La saison estivale est lancée, et quoi de mieux que de s’acheter de nouveaux filtres pour nos photos Instagram, question de partir le tout du bon pied! Il faut qu’on se le confie, notre bronzage a besoin d’un peu d’aide avec le rude hiver passé devant notre ordinateur!
Philippe Côté
Qui dit été, dit nécessairement un contenu matinal enrichi sur les médias sociaux, alors que tous nos amis Facebook nous devancent sur le décalage horaire quelque part en Europe, prenant un cliché de leur espresso à Genève ou dévalisant les mentions j’aime en partageant les moments de leur weekend à Cinq Terre. Champagne, Show bizz!
À chacun sa légende personnelle. Vous êtes devenu maire de la terrasse du Siboire sur Foursquare? Avouez que vous avez été tentés plus d’une fois de prendre votre sous-verre en photo, pour tirer le maximum d’une session d’étude peu productive. Si ça peut vous faire plaisir, je paie la prochaine BleuAle! Et que dire de l’oeuvre d’art sur votre latté au bistro Kàapeh, je sens le besoin de caféine envahir mes veines, surtout avec ces belles teintes de Lo-Fi; vous êtes succulents.
Sur une note plus personnelle, j’ai dernièrement reçu des menaces de mes amis proches, étant donné qu’ils avaient été victimes de la popularité de mes égoportraits. En gros, si je continue à ce rythme, « je m’arrange pour perdre mes chums », traduction libre de « tu commences à être un pas pire phoney. »
Ce n’est pas que j’abuse sur les publications de photos. J’estime être environ dans la moyenne nationale sur ce point. J’ai cependant déniché quelques trucs de vieux amis : c’est un art de partager une photo au bon moment, avec la bonne citation. Il faut tout calculer : le nombre d’emojis, une phrase percutante mais un peu détachée, avec un mot-clic croustillant, #summah2014 ou #wildones par exemple.
Le «vice» des médias sociaux a fait couler beaucoup d’encre (et alimente les médias sociaux!). On parle de notre génération comme étant narcissique, repliée sur elle-même, obsédée par la reconnaissance d’autrui. Soit. L’homme reste le même, le médium change. Que nous ayons l’opportunité technique de devenir des stars du web ne fait qu’alimenter nos instincts innés, aussi exhibitionnistes soient-ils.

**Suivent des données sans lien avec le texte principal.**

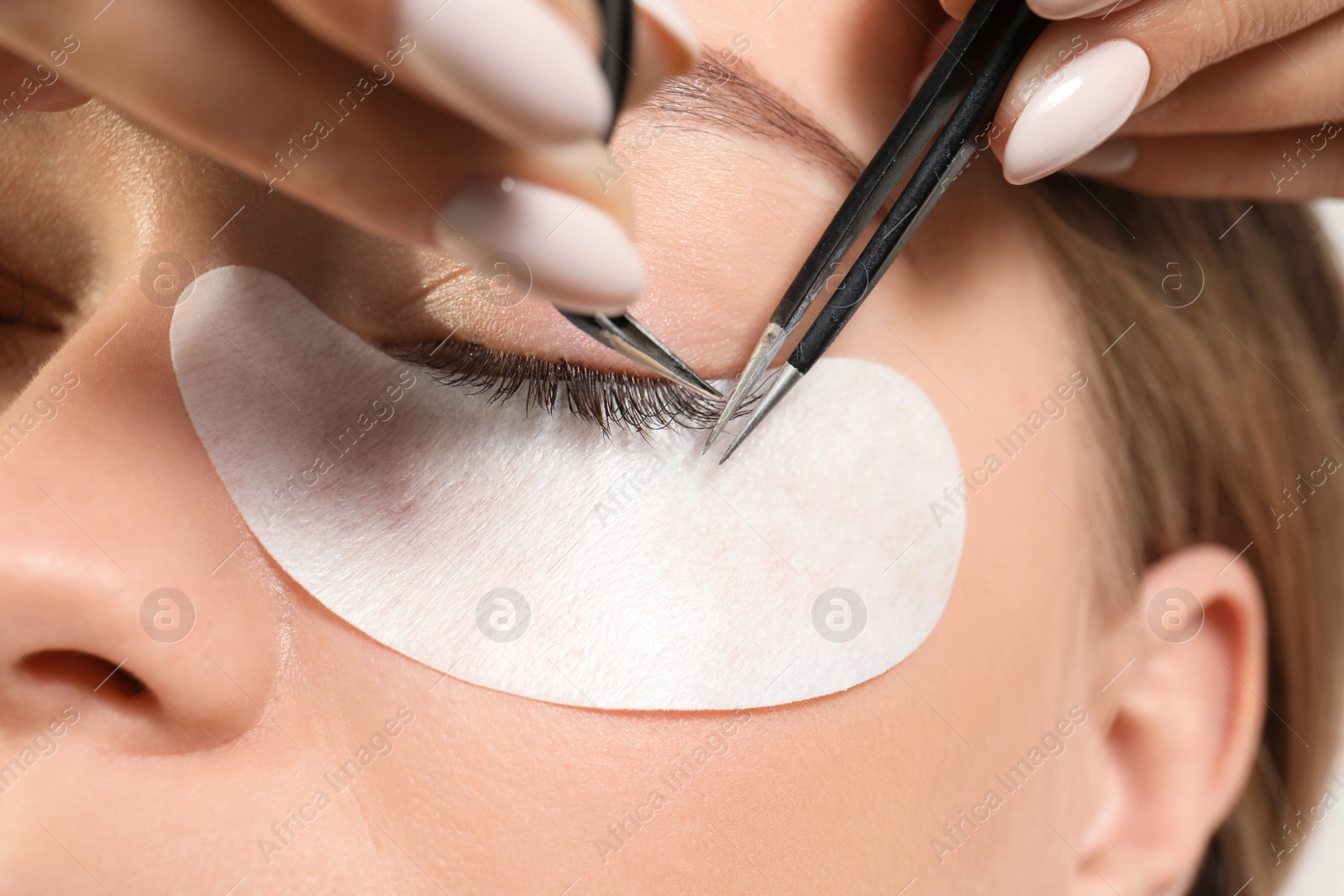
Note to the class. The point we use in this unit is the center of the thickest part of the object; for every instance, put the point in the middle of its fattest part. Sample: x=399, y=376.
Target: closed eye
x=606, y=399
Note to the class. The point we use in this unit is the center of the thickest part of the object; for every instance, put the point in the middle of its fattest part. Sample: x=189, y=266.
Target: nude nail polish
x=575, y=254
x=672, y=18
x=515, y=67
x=1079, y=8
x=1116, y=156
x=1077, y=110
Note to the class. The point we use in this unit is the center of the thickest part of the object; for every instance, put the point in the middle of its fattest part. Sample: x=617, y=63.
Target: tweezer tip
x=627, y=336
x=785, y=380
x=761, y=356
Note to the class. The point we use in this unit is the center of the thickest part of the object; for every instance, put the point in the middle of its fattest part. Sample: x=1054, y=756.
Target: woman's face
x=210, y=775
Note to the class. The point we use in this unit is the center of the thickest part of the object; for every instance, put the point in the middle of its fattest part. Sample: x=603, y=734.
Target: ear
x=1186, y=725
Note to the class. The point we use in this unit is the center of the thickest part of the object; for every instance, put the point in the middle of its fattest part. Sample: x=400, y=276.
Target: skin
x=172, y=789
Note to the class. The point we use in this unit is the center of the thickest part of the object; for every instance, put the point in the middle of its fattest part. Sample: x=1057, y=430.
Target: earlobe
x=1186, y=719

Que notre statut social soit défini par nos activités partagées sur les réseaux sociaux, aussi authentiques soient-elles, ne se distingue pas du statement de notre oncle Sylvain, quand il s’est acheté sa Chrystler Sebring décapotable rouge en 2002.
Je vous laisse sur une partie du résumé que fait le théâtre Jean Duceppe de la pièce Les Voisins (1980) : « Les auteurs y dénonçaient avec humour et férocité une société mijotant dans un vide existentiel total et composée d’individus indifférents les uns aux autres, préoccupés uniquement de leur confort et de leurs biens matériels. »
Quit your job, buy a ticket, fall in love, never return, disait Albert Einstein.
Et pour votre sangria instagrammée : haters gonna hate.